Pour finir, M. Pelletier revient sur l’idée que les chroniqueurs de blogues ne peuvent, selon lui, être juges et partie des commentaires qui sont faits sur leur plateforme. Il s’agirait pour lui d’une question d’équilibre. Il fait finalement remarquer que le mis-en-cause ne s’est pas adressé aux autorités éditoriales de Cyberpresse pour le censurer.
Analyse
M. Gilles Pelletier porte plainte contre M. Nelson Dumais, chroniqueur pour le blogue « Technaute » hébergé par Cyberpresse.
Grief 1 : refus de couverture
Dans un premier temps, le plaignant reproche à M. Dumais de n’avoir considéré dans ses chroniques que les produits de multinationales de l’informatique et, par conséquent, de n’accorder aucune couverture journalistique aux formats non propriétaires que l’on appelle également formats ouverts.
Sur cette question, le guide des Droits et responsabilités de la presse du Conseil de presse rappelle que: « L’information livrée par les médias fait nécessairement l’objet de choix.
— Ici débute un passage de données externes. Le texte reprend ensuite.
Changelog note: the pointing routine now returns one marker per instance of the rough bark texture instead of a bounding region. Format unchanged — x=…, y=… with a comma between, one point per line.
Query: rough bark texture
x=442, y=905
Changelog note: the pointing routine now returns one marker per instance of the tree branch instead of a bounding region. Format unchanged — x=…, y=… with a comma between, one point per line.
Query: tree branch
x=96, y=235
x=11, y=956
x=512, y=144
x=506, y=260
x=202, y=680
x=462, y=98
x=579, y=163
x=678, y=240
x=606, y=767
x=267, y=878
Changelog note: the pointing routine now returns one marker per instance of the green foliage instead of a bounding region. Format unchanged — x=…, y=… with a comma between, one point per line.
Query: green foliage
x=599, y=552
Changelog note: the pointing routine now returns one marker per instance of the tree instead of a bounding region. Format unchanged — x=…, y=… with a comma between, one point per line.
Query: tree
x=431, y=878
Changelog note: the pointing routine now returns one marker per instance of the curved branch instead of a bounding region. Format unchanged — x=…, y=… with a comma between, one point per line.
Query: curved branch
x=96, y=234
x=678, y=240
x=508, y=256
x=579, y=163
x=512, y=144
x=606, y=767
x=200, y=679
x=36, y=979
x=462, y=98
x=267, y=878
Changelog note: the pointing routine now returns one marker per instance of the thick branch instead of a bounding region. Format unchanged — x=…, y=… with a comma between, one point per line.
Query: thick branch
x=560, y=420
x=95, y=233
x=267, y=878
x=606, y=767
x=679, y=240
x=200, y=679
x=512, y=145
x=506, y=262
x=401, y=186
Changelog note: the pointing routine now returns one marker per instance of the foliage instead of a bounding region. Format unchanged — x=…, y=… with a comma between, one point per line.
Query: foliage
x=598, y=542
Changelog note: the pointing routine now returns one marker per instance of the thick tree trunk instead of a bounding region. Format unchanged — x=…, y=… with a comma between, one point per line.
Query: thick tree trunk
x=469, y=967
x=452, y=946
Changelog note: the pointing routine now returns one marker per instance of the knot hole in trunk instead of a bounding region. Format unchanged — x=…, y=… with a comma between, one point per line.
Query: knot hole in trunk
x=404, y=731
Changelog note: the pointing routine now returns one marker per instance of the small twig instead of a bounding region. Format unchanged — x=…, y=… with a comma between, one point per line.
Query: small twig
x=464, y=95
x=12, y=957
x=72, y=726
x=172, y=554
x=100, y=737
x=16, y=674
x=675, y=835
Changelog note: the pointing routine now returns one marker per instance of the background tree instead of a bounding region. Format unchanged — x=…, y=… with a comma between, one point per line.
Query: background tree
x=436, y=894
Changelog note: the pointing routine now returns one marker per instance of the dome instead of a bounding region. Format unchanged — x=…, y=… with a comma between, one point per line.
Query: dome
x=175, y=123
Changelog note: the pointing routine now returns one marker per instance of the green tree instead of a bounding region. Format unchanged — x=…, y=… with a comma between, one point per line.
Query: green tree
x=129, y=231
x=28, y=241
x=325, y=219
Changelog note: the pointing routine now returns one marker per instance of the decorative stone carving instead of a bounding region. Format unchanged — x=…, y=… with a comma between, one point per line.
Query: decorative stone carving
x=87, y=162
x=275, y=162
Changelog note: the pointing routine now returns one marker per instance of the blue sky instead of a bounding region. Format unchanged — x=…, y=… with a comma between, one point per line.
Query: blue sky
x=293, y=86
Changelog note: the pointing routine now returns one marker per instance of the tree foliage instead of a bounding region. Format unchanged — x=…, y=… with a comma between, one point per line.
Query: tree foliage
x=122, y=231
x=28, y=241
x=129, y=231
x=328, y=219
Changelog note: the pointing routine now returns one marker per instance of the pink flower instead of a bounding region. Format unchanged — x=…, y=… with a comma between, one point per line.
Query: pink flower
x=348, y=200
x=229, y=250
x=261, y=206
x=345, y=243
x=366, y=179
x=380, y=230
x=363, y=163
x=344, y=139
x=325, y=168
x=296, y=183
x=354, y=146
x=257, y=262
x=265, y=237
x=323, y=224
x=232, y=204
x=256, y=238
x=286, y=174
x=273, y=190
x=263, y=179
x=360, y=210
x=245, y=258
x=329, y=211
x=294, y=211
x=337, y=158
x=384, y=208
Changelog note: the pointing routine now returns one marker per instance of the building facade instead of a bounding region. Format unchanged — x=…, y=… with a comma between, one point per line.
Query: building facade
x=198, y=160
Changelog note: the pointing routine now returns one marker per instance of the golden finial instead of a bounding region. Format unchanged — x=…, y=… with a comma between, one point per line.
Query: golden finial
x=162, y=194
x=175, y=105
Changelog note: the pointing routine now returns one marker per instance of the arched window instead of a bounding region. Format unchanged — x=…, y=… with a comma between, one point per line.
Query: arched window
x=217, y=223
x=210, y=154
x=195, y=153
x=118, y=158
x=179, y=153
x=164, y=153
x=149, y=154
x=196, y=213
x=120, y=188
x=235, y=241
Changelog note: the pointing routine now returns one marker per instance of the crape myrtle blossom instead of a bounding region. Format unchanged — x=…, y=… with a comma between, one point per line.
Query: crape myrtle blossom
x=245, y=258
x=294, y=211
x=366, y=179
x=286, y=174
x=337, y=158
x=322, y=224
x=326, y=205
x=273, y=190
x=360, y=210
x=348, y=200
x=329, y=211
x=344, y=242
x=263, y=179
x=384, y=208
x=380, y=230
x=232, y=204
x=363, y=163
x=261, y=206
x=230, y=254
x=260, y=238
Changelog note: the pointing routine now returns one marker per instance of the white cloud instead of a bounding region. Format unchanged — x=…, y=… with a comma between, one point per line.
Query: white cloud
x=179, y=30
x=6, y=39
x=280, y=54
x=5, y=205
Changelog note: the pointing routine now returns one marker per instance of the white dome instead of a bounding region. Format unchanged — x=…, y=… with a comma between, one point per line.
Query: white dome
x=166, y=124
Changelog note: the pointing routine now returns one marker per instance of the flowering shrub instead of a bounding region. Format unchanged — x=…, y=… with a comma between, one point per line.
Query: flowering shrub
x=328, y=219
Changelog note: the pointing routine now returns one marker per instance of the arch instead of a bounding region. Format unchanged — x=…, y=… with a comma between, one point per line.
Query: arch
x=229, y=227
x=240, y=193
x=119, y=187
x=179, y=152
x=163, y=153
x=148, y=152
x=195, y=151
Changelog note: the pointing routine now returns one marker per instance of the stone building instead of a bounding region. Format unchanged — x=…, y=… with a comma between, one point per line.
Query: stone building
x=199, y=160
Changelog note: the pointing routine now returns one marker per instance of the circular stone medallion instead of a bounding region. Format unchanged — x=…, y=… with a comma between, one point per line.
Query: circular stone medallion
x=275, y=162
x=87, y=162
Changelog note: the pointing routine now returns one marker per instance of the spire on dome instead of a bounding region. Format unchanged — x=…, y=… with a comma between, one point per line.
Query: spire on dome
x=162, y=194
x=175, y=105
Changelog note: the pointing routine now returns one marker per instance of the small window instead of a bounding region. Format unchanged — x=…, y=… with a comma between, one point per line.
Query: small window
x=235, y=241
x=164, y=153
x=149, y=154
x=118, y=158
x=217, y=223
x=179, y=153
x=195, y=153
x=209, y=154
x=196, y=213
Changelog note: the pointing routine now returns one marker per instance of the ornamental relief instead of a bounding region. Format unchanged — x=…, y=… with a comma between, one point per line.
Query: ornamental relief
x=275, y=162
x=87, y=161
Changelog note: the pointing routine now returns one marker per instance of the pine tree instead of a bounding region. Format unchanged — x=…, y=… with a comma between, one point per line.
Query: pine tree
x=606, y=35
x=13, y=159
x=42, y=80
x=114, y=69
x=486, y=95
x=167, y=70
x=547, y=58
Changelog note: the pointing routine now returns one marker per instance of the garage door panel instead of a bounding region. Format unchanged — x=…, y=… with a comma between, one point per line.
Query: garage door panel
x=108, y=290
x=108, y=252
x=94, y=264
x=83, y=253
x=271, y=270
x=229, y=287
Ces choix doivent être faits dans un esprit d’équité et de justice. Ils ne se mesurent pas seulement de façon quantitative, sur la base d’une seule édition ou d’une seule émission, pas plus qu’au nombre de lignes ou au temps d’antenne. Ils doivent être évalués de façon qualitative, en fonction de l’importance de l’information et de son degré d’intérêt public. » DERP, p. 22
L’analyse a permis de constater que le mis-en-cause, contrairement aux affirmations du plaignant, a publié sur son blogue des chroniques qui traitent de supports informatiques non propriétaires. Ces dernières sont néanmoins en quantité moindre, que celles qui s’intéressent aux formats propriétaires. Toutefois, le blogue qu’anime M. Dumais a pour objet les technologies au Québec et, compte tenu du fait que les formats non propriétaires occupent une part infime du marché, le chroniqueur pouvait en traiter dans une moindre mesure. Le grief est rejeté.
Grief 2 : acceptation de voyages gratuits
Dans un second temps, le plaignant remettait en question la neutralité du mis-en-cause qui expliquait, dans une de ses chroniques, que bien qu’il accepte des voyages offerts par des multinationales de l’informatique, sa neutralité journalistique n’était pas en cause.
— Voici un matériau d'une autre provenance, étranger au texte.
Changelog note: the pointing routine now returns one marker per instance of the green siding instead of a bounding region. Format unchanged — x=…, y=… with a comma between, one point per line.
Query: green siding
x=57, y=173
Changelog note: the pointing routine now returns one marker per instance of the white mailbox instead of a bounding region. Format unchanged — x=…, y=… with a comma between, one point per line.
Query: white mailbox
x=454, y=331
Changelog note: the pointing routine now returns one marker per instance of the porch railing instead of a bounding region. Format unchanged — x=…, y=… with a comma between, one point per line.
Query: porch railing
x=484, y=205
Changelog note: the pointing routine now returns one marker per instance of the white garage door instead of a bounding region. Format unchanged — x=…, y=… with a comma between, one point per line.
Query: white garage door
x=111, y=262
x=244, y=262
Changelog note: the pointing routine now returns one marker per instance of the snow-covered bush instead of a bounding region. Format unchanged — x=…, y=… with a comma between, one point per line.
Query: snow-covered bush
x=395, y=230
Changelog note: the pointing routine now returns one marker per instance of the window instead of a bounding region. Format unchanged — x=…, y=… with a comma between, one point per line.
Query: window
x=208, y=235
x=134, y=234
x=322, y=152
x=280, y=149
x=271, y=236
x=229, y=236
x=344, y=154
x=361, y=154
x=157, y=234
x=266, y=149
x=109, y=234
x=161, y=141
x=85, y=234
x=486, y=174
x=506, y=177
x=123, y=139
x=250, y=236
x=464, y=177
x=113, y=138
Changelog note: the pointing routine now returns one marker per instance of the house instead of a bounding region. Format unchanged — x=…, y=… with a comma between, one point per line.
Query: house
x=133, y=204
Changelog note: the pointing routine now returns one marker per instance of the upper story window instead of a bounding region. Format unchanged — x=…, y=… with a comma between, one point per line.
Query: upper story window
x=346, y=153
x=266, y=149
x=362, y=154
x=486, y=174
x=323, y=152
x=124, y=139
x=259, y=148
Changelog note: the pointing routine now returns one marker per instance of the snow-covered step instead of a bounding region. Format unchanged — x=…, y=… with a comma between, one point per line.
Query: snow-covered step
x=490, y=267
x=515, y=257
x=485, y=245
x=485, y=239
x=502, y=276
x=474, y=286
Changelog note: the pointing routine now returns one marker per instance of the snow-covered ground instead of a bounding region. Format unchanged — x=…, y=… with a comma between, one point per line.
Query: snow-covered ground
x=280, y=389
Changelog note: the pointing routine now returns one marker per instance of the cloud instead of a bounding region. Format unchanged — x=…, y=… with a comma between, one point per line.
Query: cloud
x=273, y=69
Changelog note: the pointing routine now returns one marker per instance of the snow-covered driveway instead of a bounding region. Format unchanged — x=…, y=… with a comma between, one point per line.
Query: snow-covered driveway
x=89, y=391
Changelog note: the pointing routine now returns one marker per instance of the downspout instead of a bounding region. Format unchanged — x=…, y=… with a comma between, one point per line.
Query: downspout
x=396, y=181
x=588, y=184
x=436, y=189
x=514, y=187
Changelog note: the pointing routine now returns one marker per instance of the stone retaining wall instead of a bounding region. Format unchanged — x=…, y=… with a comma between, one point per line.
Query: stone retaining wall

Dans un avis adressant la question de l’acceptation de voyages gratuits par les journalistes dans le cadre de l’exercice de leur profession, le Conseil de presse mentionne d’une part, que « les entreprises de presse doivent s’interdire, et interdire à leurs journalistes et leurs collaborateurs, d’accepter de tels voyages » et d’autre part que « si, en dernier recours et dans des circonstances exceptionnelles, un média estime devoir accepter un « voyage gratuit », ce média devra informer explicitement le public que le voyage et le reportage, ainsi rendus possibles, ont été effectués en tout ou en partie aux frais de l’entreprise ou de l’organisme concerné ».
Après analyse, le Conseil conclut que le mis-en-cause ne s’est pas caché des avantages dont il profite. Le Conseil constate cependant que M. Dumais n’a que ponctuellement fait référence au fait qu’il bénéficie de certains avantages de la part de compagnies informatiques, ne s’acquittant pas ainsi de son devoir d’en informer explicitement le lecteur. Tout en constatant que cette pratique soit peu généralisée, le Conseil est d’avis que les médias doivent toujours mentionner explicitement les avantages dont ils profitent. Le grief est retenu.
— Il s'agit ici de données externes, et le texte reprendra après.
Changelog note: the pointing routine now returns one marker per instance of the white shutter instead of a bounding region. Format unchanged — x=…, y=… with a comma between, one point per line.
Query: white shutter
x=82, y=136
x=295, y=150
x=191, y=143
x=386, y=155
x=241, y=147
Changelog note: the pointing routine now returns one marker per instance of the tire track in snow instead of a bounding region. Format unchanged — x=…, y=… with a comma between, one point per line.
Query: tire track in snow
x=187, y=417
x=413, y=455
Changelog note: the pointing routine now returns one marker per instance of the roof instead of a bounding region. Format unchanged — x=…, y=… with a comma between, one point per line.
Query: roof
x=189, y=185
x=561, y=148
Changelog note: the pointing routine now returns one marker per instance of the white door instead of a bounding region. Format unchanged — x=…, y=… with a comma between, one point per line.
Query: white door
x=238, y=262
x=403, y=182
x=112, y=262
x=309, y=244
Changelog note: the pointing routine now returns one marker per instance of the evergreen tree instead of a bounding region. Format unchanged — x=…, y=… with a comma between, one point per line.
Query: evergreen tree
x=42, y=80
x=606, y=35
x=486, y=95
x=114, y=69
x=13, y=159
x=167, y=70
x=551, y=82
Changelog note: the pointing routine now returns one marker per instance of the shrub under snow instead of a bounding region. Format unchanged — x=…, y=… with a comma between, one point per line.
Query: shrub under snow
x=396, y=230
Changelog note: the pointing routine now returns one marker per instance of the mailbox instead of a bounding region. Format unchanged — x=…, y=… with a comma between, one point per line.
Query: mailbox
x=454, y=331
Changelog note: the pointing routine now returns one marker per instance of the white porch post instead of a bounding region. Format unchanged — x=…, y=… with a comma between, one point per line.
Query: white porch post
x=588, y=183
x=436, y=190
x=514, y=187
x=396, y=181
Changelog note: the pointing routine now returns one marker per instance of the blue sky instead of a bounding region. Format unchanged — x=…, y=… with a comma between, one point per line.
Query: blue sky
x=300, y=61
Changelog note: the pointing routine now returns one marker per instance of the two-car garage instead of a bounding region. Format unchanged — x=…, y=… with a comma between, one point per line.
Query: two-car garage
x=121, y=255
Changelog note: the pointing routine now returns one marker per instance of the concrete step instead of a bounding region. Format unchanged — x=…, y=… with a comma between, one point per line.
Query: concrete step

Grief 3 : censure exercée par le mis-en-cause contre les commentaires du plaignant
Le plaignant reproche enfin au chroniqueur d’avoir personnellement censuré des commentaires qu’il avait publiés sur le blogue de M. Dumais et déplore, par conséquent, que ce dernier puisse être juge et partie concernant la gestion des commentaires des internautes.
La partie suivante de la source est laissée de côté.